Plans for the pure-electric ‘ID.1’ supermini have been pushed back to 2025, but this new design sketch shows what Volkswagen’s rival to the Vauxhall e-Corsa and Peugeot e-208 will look like when it does finally arrive.
This new sketch is our best look yet at the new all-electric ID model and we can see it’s much more in-line with the ID.3’s design. The headlight design flowing into a central VW badge is very similar, as is the overall rounded shape. The wheels are also reminiscent of the 19-inch ‘Andoya’ wheels of the top-spec ID.3. The design is vastly different to the chunkier ID.Life concept Volkswagen we drove last year, which was originally tipped to be the design inspiration for this ID.1.
VW passenger cars boss Ralf Brandstatter said of the ID.1 plans that “an electric car under the ID.3 – with an entry-level price starting at €20,000 (£17,300) – are pushed up by two years to 2025.” Whether or not VW will be able to match that price come 2025 with the ongoing difficulties in sourcing car automotive components remains to be seen.

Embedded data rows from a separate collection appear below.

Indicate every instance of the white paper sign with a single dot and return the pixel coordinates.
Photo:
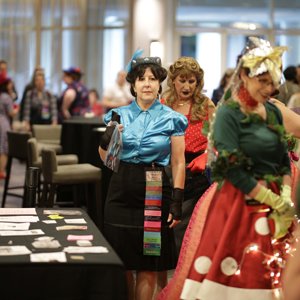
(48, 257)
(93, 249)
(23, 232)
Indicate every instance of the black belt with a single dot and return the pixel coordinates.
(252, 202)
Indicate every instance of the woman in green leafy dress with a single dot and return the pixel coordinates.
(241, 230)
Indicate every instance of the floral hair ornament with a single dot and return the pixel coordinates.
(259, 57)
(264, 58)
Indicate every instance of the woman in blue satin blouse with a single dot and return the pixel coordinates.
(142, 208)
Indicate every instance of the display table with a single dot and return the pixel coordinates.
(84, 276)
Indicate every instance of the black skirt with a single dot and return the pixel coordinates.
(124, 219)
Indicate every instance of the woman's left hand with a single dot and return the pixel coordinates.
(172, 221)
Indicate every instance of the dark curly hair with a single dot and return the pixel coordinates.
(185, 67)
(159, 73)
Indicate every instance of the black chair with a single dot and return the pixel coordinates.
(73, 175)
(17, 149)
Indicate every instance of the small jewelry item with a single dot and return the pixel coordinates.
(246, 98)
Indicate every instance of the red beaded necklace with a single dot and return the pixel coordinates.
(246, 98)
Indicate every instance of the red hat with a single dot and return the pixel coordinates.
(73, 70)
(3, 78)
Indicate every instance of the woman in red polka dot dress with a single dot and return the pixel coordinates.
(184, 95)
(239, 240)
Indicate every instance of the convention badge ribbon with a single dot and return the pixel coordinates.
(152, 212)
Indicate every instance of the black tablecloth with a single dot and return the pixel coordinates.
(89, 277)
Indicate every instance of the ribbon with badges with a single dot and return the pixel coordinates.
(152, 213)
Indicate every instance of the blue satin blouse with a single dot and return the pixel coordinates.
(147, 134)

The ID.1 is being pitched as an all-electric alternative for the Polo and will sit under the ID.3 on a new, smaller platform. Plans for its launch have been delayed, however, with VW now focusing its efforts on the new ID.Buzz minibus.
The hatchback is expected to play a key role in VW’s latest expectation for EVs to make up 70 percent of its European sales by 2030, given the continued popularity of the B-segment in Europe.

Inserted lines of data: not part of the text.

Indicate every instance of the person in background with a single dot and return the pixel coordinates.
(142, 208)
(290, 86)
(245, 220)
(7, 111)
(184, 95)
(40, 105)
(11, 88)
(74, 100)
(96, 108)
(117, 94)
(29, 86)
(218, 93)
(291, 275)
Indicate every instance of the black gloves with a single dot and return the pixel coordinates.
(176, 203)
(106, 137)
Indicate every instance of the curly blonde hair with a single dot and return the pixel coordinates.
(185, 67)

VW recently announced its new battery factory in Sagunto, Spain will begin construction in early 2023. The plant could be the firm’s hub of production for batteries for its ID range along with electric cars from elsewhere in the VW Group family.

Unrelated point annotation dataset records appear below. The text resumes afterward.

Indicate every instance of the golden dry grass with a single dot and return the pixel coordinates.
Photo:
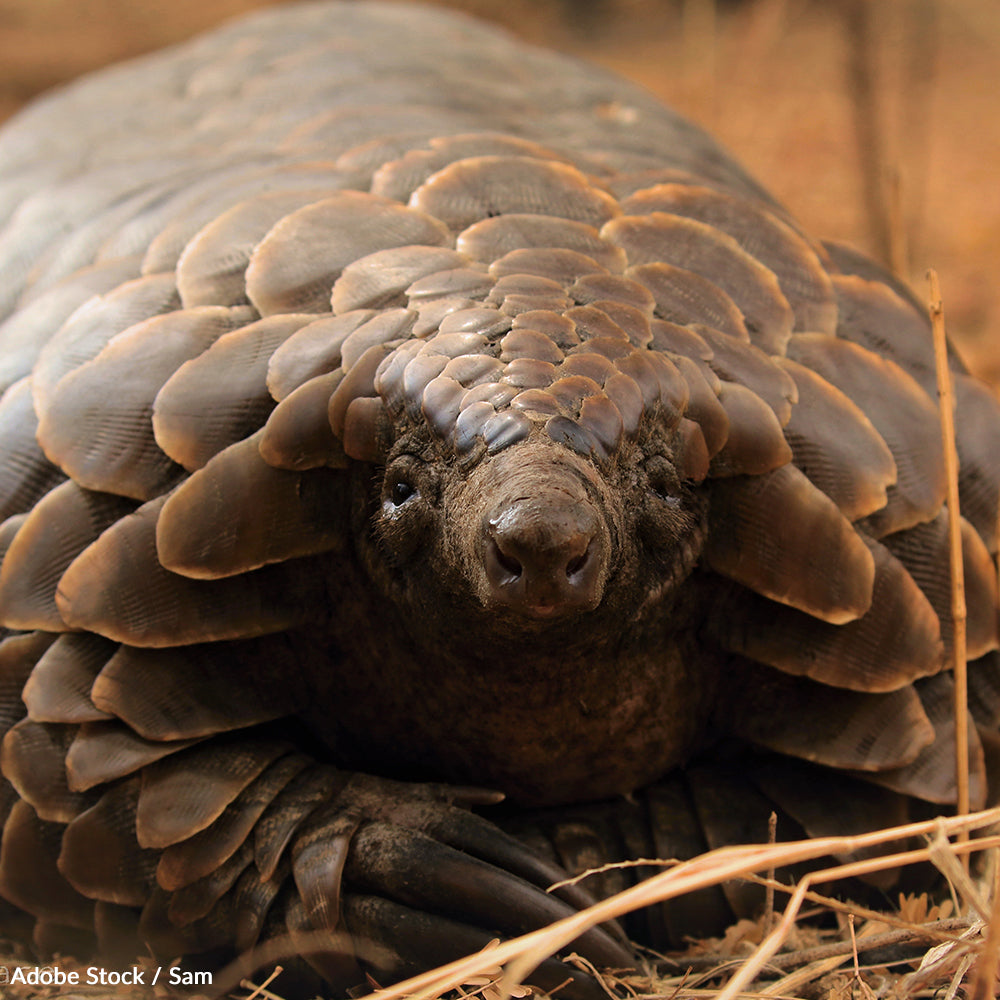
(875, 126)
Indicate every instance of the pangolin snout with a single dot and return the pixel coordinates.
(546, 554)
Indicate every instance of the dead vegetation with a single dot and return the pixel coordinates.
(869, 138)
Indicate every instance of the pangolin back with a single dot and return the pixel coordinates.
(237, 274)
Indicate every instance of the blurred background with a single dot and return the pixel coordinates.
(877, 122)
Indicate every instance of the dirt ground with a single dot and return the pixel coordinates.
(875, 121)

Once the ID.1 is on the market, it’ll be joined by a new B-segment crossover based on the same underpinnings, potentially called the ID.2. However, this crossover’s existence is entirely dependent on Volkswagen meeting its targets with the ID.1’s development costs.
New Volkswagen ID.1: platform and powertrain
Official details on Volkswagen’s Polo-sized electric hatchback are still thin on the ground but, executives have dropped a few hints about what the future could hold.
In 2019, SEAT was appointed by Volkswagen to lead the development of the two entry-level MEB cars. Former technical development boss Axel Andorff (who is now in charge of Skoda’s MEB product line), told Auto Express that it would make sense for the project to deliver similar packaging gains as the ID.3, potentially producing small electric superminis with the same space inside as a Golf.
Andorff told Auto Express, “If you set up a totally new platform, why shouldn’t you use the advantages of this platform?” However, he added that the project would need to make significant savings over the MEB platform to make the finished cars financially viable.
“Nobody can do this on their own,” he said. “We’re relying on the experiences that the team already has from MEB. But we also know that just a little improvement of the MEB, on costs and so on, will not be sufficient for what we need for a small battery-electric vehicle.”
Volkswagen has since taken responsibility for the development of the MEB entry-level cars back from SEAT.
Similarly Former VW Group technical development boss Dr Frank Welsch (now head of group quality management and strategy), previously revealed to Auto Express how costs would be king in the development of smaller cars on the MEB platform.
He said: “Every two or three years, we see improvements in battery technology and electrochemistry. If we speak about [a smaller] MEB entry, I don’t think it will happen before 2023 – and there will be at least some improvements by then.
“But if you go for a smaller concept, where they don’t need a range of 500km, or where they could never afford a battery capacity of 80kWh, for example, it could be a possibility – especially when you keep in mind it should improve over the next three years.
“We are happy with the tech we have for the first wave of ID. – and now we’re looking again at how we could bring the costs down. It’s no use going down from Golf-size to Polo-size, and then saying: ‘We’ve saved 50 euros on the bare chassis.’ We have to look across everything. Could we offer it with a smaller motor? It’s a smaller car, and you can get a Polo with lower-powered engines than you can get in a Golf.”
However, despite a focus on lower-powered batteries and less potent motors, Welsch didn’t rule out the possibility of offering a longer-range version of the ID.1. He said: “Because it’s part of MEB, we can still have larger capacities [of battery].
“We wouldn’t need to stop at 40kWh, for example – if I have the space between the axles, I can use it. So even with a smaller wheelbase I could imagine going for, say, 60kWh, because we know from the Polo that some customers of that size of vehicle do want to go for longer journeys as well.”